Thorne staggered, blinded by gore.
Shs.
The Tiger’s Fang carelessly allowed the Sandman to cut his bicep with the runesteel spear. As predicted, the wound erupted into a blistering rash, and the Sandman hesitated.
They both did.
But the Tiger’s Fang recovered first.
DOOON!
He axe-kicked the spear with his Shatter rune, reducing it to splinters. The recoil sent Sandman stumbling forward---
CRK!
The Tiger’s Fang spun and side-kicked him in the forehead, concussing him and sending him sprawling.
It was futile. They were all dead already.
DOOON!
Thorne recovered just long enough to drive his spear through the mercenary’s abdomen, flooding his body with venom. He pinned him to the wall, keeping his distance.

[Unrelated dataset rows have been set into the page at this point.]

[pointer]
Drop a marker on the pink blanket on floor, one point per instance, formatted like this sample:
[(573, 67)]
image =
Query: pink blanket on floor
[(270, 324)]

“Quickly, Arthen!” Thorne shouted over the crumbling debris. “Grab anything! Just finish him!”
I stared at him.
“You’re dead already.”
The betrayal in Thorne’s eyes burned itself permanently into my memory.
CRNCH!
The Tiger’s Fang snapped the spear with his hooked swords. He knocked the broken shaft aside and caught Thorne’s neck---
SPSH!
He slammed Thorne’s face into the stone floor. Thorne twitched once, then stilled. Runemagic is bound to memory; when the caster dies, the magic ends. The Tiger’s Fang would be the first to survive Thorne’s venom.
The mercenary winced as he removed the spearhead, careful not to re-cast the rune. He dropped his swords and limped toward the exit stairs.
He’d done what I hired him to do.
Now he was heading to the mountain to be with his little sister.
Then the Citadel collapsed.
***
I awoke buried beneath the ruins. Dust filled my lungs as I searched desperately for an escape.
There was none.
Moonlight filtered through cracks in the rubble. I hadn’t been unconscious long. I tried shifting the debris
CRSH!
A massive slab descended onto my left leg. Crushed. There was barely anything left of it.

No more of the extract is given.